El restaurante Surya ha habilitado la parte subterránea del local como un club secreto al estilo Estados Unidos años 20 donde disfrutar de auténtica cocina líquida: cócteles con todo el sabor de la comida india

Ubicado en un subterráneo, con un acceso secreto y un aforo de sólo 50 personas, al club del Surya sólo se puede entrar atravesando la cocina del restaurante. Cumple todos los requisitos de los ‘speakeasy’ neoyorquinos de los años 20, en los que una contraseña y ganas de disfrutar de “lo prohibido” eran los únicos requisitos para acceder.

Y por eso lo han bautizado como Easy Bolo: es decir, una mezcla de inglés e hindi para recuperar el concepto de hablar bajito o ‘speakeasy’ y que sintetiza esta mezcolanza de ambientes que quiere representar esta coctelería.
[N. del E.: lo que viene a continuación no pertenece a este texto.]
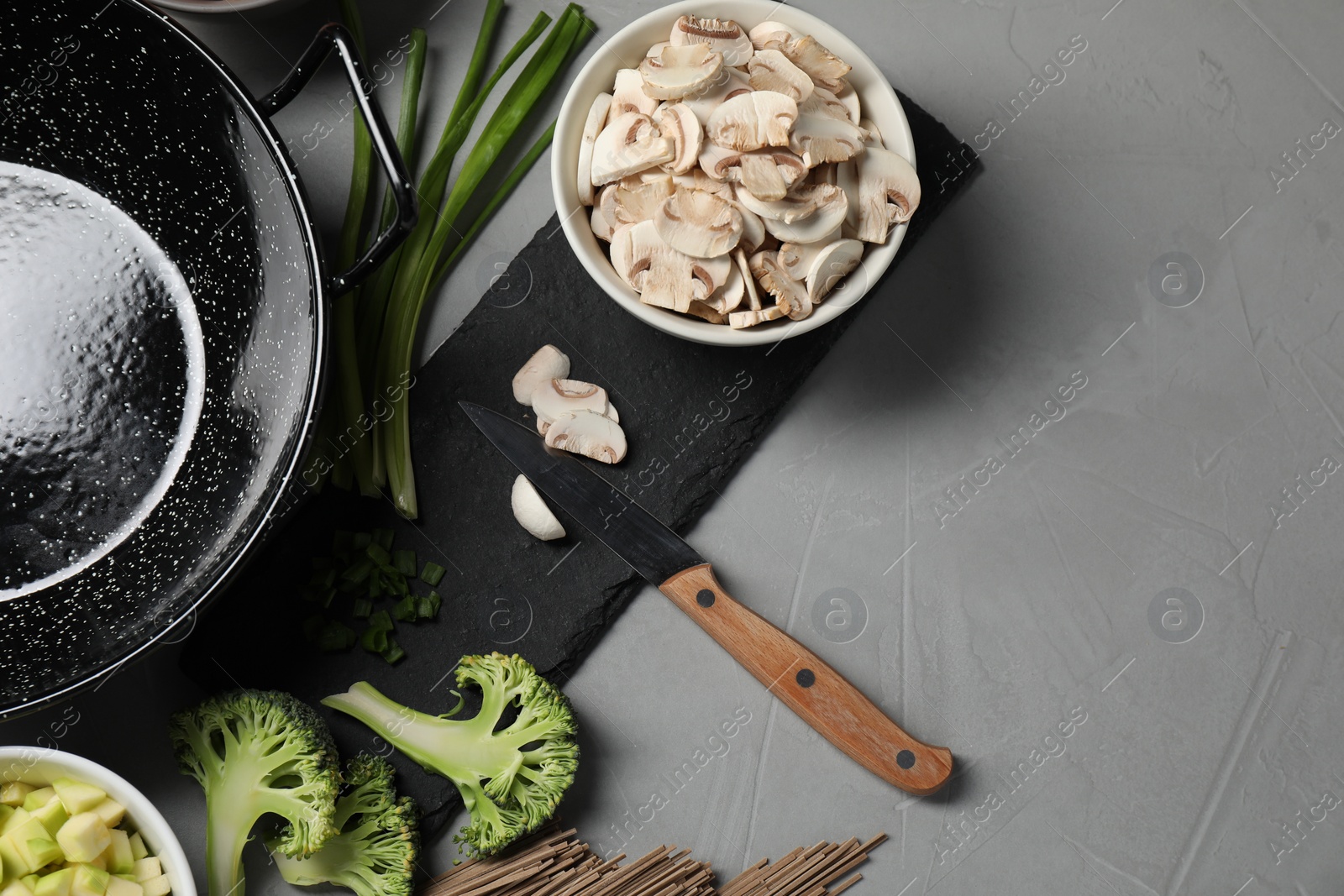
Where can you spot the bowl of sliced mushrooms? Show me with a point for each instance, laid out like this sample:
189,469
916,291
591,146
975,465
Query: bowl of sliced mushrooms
734,172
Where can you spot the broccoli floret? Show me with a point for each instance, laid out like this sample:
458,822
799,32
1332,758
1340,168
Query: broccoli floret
378,842
511,779
257,752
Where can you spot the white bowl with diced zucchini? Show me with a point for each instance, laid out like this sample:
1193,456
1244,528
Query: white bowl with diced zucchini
71,828
736,179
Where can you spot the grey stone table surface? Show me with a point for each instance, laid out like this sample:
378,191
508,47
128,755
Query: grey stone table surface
1088,537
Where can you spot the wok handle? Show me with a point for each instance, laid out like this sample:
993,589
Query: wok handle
385,144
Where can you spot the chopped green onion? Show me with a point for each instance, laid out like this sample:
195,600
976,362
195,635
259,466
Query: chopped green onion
432,574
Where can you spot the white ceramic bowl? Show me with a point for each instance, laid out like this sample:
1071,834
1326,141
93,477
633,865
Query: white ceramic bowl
625,49
37,766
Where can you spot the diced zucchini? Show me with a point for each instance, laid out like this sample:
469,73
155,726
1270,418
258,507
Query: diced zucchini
13,793
38,799
55,884
111,812
77,795
147,868
84,837
89,882
53,815
120,862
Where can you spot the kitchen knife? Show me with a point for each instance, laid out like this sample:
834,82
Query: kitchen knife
790,671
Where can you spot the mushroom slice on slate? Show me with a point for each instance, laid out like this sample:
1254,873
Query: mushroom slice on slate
722,35
628,94
822,139
589,434
768,31
831,265
546,364
629,144
797,258
591,128
752,121
698,223
632,201
790,295
886,188
830,206
533,513
680,70
766,174
772,70
679,123
557,396
660,275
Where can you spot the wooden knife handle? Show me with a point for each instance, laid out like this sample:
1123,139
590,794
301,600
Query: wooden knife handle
810,687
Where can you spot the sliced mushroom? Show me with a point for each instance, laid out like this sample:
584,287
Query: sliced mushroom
678,71
822,139
831,266
660,275
768,31
679,123
727,297
629,144
628,94
752,121
591,128
698,223
558,396
533,513
830,211
823,102
698,179
823,67
546,364
850,98
729,83
766,174
772,70
632,201
706,312
753,230
725,36
790,295
797,258
601,226
588,434
874,137
884,191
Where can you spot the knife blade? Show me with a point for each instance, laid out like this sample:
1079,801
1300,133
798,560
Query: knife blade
800,679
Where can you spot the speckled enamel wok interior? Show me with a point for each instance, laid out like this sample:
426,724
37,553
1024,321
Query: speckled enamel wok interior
118,98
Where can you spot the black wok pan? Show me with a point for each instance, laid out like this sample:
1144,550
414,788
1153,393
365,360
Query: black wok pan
163,328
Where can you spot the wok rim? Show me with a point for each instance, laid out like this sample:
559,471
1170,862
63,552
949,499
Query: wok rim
315,389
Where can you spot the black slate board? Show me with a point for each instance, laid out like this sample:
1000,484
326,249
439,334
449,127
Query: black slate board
692,411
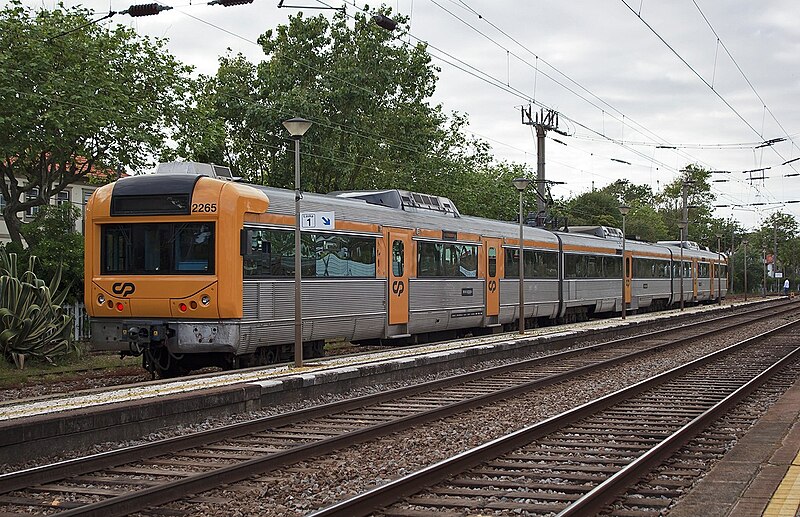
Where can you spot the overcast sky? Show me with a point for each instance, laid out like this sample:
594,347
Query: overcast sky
623,93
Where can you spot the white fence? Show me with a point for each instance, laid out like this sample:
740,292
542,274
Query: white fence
80,322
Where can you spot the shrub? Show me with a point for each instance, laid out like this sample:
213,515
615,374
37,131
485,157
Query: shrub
32,320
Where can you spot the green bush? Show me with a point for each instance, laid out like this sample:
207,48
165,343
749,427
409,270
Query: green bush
32,319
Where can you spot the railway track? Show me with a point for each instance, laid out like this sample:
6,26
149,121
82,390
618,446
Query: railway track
131,479
579,462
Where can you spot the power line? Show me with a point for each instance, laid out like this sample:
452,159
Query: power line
750,84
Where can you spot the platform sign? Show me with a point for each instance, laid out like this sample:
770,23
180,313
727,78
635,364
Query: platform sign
317,221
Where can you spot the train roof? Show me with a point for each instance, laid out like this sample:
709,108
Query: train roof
406,209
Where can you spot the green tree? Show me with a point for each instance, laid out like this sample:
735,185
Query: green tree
597,207
368,96
57,246
76,103
700,200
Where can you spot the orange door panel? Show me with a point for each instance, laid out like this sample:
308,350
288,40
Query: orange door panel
492,250
400,265
628,275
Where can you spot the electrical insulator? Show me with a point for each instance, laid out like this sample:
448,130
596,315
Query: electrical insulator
228,3
384,22
145,9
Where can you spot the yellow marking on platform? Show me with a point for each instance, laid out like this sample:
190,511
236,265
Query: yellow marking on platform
785,501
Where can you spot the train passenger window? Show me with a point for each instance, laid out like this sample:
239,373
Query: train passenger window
157,248
538,264
398,258
270,253
612,267
447,260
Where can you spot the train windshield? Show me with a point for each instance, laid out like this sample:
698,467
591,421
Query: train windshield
158,249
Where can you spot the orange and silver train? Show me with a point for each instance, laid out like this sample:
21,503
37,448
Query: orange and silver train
192,269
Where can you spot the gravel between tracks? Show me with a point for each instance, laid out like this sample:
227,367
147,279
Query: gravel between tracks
306,486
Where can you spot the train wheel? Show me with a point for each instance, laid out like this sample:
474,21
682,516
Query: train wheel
266,355
161,363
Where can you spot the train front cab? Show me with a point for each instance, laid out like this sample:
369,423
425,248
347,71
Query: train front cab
159,279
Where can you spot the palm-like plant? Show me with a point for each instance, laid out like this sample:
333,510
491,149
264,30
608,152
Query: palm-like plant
32,319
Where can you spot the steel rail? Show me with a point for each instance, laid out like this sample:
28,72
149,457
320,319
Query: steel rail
392,492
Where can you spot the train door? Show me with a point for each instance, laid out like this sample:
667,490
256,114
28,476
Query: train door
400,266
628,261
494,265
713,267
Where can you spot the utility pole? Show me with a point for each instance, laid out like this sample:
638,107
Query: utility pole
684,227
775,256
543,122
730,262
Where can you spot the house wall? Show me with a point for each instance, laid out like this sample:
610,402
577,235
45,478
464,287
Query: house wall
77,194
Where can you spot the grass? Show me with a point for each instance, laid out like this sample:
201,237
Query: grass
63,368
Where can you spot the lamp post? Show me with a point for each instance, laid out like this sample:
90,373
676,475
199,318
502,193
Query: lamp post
624,209
719,269
682,226
744,243
297,127
521,184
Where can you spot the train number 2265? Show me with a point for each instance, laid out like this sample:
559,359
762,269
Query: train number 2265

El proyecto siempre tuvo claro al nacer que quería recrear ese ambiente de cualquier calle de Mombai y que se respira al entrar en el restaurante, por lo que los cócteles son un exponente más de la magnífica propuesta gastronómica de comida india que se ofrece en Surya.

Pero además de la barra, una de las grandes apuestas para convertir esta coctelería en un imprescindible en las agendas de quienes buscan algo diferente en Madrid es la combinación de música con todas las especies que enriquecen la gastronomía india llevadas a una copa.

Así que podemos encontrar cócteles dulces, amargos, picantes, con sabor a vainilla… y en cada agitación homenajear a los clubes de los años 50 en este gran país asiático donde el alcohol era algo prohibido y clandestino, una ley que sigue en vigor a día de hoy en algunos estados del país.

Con esas leyes restrictivas, pero en Estados Unidos, nacieron los cócteles clásicos que ahora se toman en cualquier barra y casi a cualquier momento. Un derroche de imaginación que siempre surge cuando las prohibiciones se imponen. En este caso, se idearon para disimular la presencia del alcohol si aparecía de repente la policía.

Precisamente ésa es la esencia que ha querido rescatar el empresario de origen indio Ketan Trivedi con este local. Ha apostado en su diseño por crear una ambiente abierto, cosmopolita, cercano, que rompa los tópicos de la cultura india que hay en esta parte del mundo como lo raro que resulta que un restaurante indio apueste por la calidad de sus cócteles y bebidas alcohólicas.

La decoración del local es una obra artesanal del artista Fabio Camarotta y de la interiorista canadiense Alicia Bowers. En su proyecto han tratado de alejarse de la imagen gastronómica que da el restaurante, un ambiente más callejero, y se ha elevado la elegancia del espacio: terciopelo, luces tenues, mármol y una gran barra realizada con baúles recuperados de la India son los pilares sobre los que mostrar la sofistificación de este ambiente.

Además, una reja delimita el espacio en el que se sitúa el DJ, un elemento clave en las sesiones que se han programado de música diferente, cócteles distintos.

Muchos de los objetos de decoración que se muestran han sido traídos directamente de la India por los padres de Ketan o descubiertos en pequeños mercados de antigüedades.

La guinda es una pintura del propio Camarotta en la que se ve la cabeza de un maharajá de la ciudad de Udaipur del S. XIX, modernizado con unas gafas de sol de pasta.